What is one piece of advice you would like to offer a new photographer just starting out?
Whatever camera you’re using, get to know it intimately. Nature’s special moments are often fleeting, so your camera needs to become an extension of yourself. Learning to adjust settings while continuing to look through the viewfinder, for instance, should become second nature, leaving you to concentrate on being creative with what’s happening in front of you.
What type of camera(s) do you shoot with? What is your favorite lens?
I use two Canon EOS cameras – the 1DX and the 5D3 with lenses ranging from a 15mm fisheye right through to 500mm. I love my Canon 500mm f/4L as it’s a real workhorse and has never let me down.

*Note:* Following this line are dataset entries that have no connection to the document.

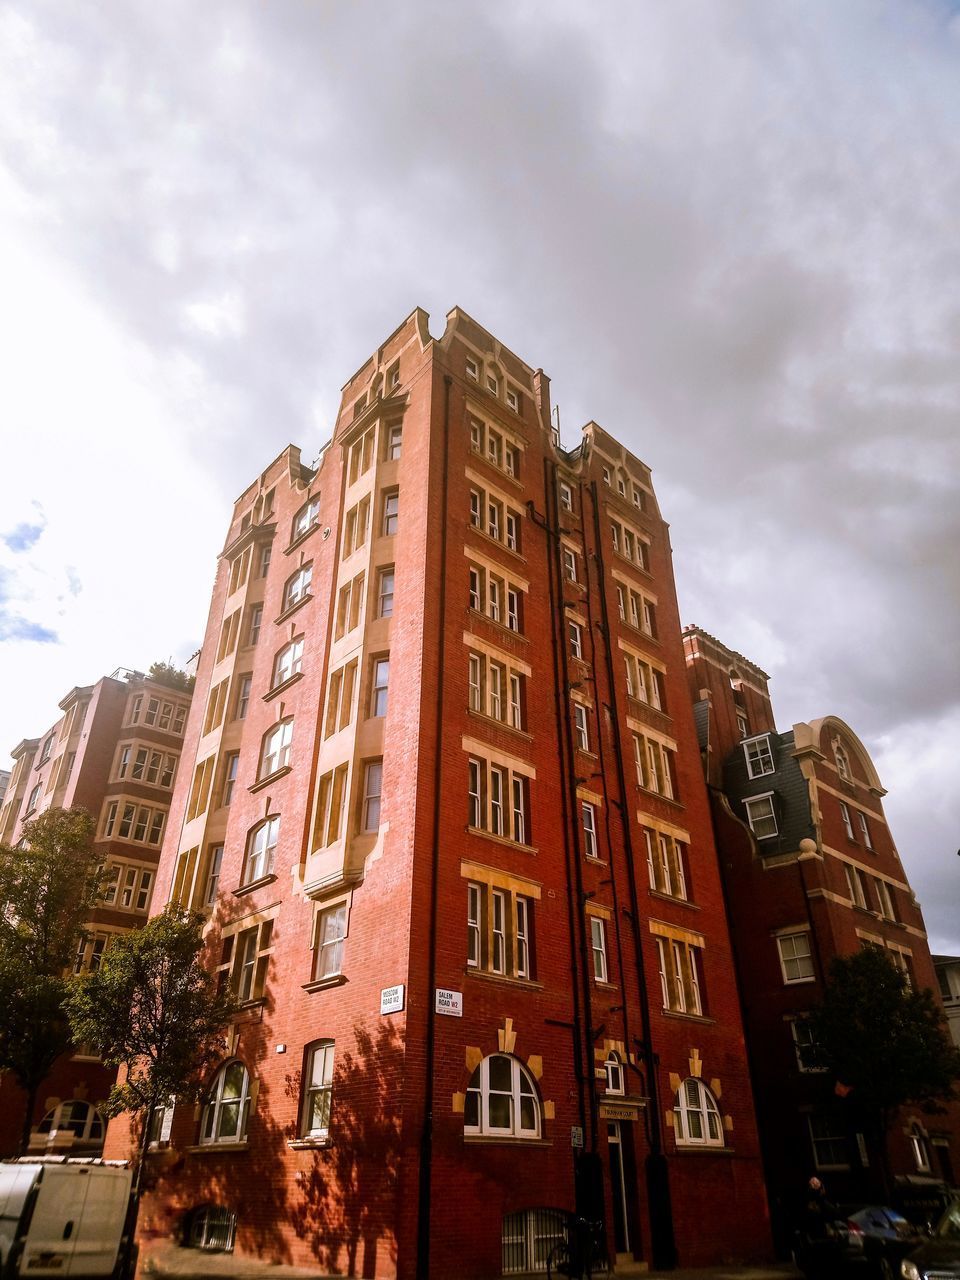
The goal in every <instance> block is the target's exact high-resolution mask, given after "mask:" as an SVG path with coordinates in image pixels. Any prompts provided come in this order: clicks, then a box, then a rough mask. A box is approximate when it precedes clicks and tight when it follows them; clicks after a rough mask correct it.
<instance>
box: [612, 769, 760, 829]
mask: <svg viewBox="0 0 960 1280" xmlns="http://www.w3.org/2000/svg"><path fill="white" fill-rule="evenodd" d="M636 790H637V791H640V792H641V795H645V796H657V799H658V800H663V803H664V804H672V805H673V806H675V808H677V809H684V808H685V805H684V803H682V801H681V800H677V799H675V797H673V796H664V795H663V794H662V792H659V791H652V790H650V788H649V787H641V786H640V783H639V782H637V783H636ZM754 835H756V832H754ZM778 835H780V832H774V833H773V835H772V836H756V838H758V840H776V838H777V836H778Z"/></svg>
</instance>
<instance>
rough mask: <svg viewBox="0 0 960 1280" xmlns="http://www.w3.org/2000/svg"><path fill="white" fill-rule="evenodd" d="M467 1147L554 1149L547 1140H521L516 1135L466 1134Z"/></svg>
mask: <svg viewBox="0 0 960 1280" xmlns="http://www.w3.org/2000/svg"><path fill="white" fill-rule="evenodd" d="M463 1146H465V1147H552V1146H553V1143H552V1142H549V1139H547V1138H520V1137H516V1135H515V1134H493V1133H465V1134H463Z"/></svg>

However, taking a leaf from some of my adventure photography, I’m now integrating my Canon 24-70mm f/2.8L II and Canon 16-35mm f/4L IS USM into my wildlife photography a lot more for low level wide-angle shots. I love presenting wildlife in its environment but if the subject is really close (and I mean almost touching distance) then these lenses can provide an extraordinary level of intimacy.
What is in your camera bag?
It really depends on the gig. Lame I know, but I will always want to keep weight to a minimum and only carry the most suitable equipment for the task in hand. One thing I always do is travel with both camera bodies, not just as a backup, but to avoid swapping lenses in dusty and or inhospitable environments.
What is your favorite photography accessory?
I often use a ball head or gimbal head on a Manfrotto® Superclamp. It’s a relatively simple but extremely useful accessory that can be bolted almost anywhere including a vehicle’s roof bars. If I’m on my own or part of a very small group, I may even have several of these clamps placed in strategic points around the vehicle making it extremely easy to switch from side to side and back to front.
How important is Photoshop or other image editing software in your final images?
I use both Adobe Lightroom and Photoshop and they’re integral to my whole workflow process, not just post trip but also while on location. For me, it’s important to be able to think ahead a bit about how you might process certain images.
If you fully understand the key features (and also the limitations) of your preferred editing software, you’ll be better placed to make on-the-spot camera setting decisions while shooting, especially useful in low-light or awkward lighting situations.
A female leopard in the Moremi Okavango Delta in Botswana
A female royal Bengal tiger in Bandhavgarh in India
Are there any areas of photography that you have yet to pick up on that you’d like to learn?
I’ve been trialing drones and remote-controlled vehicles as I’m fascinated by the unique perspectives and creative opportunities that, would ordinarily, not be possible.
This dovetails nicely into another area that I’m keen to develop further and that’s video. I’ve dabbled, but it’s now time to take it to the next level. It’s becoming increasingly important in my capacity as a tour leader to be able to document and even stream live video while on location.
What do you think the future holds for you? Where do you see yourself in the next few years?
Coaching, mentoring and educating through photography, is key to what motivates me so I see my tour leader role with partner Wild Images continue to flourish and become a major, if not my main, focus in the future.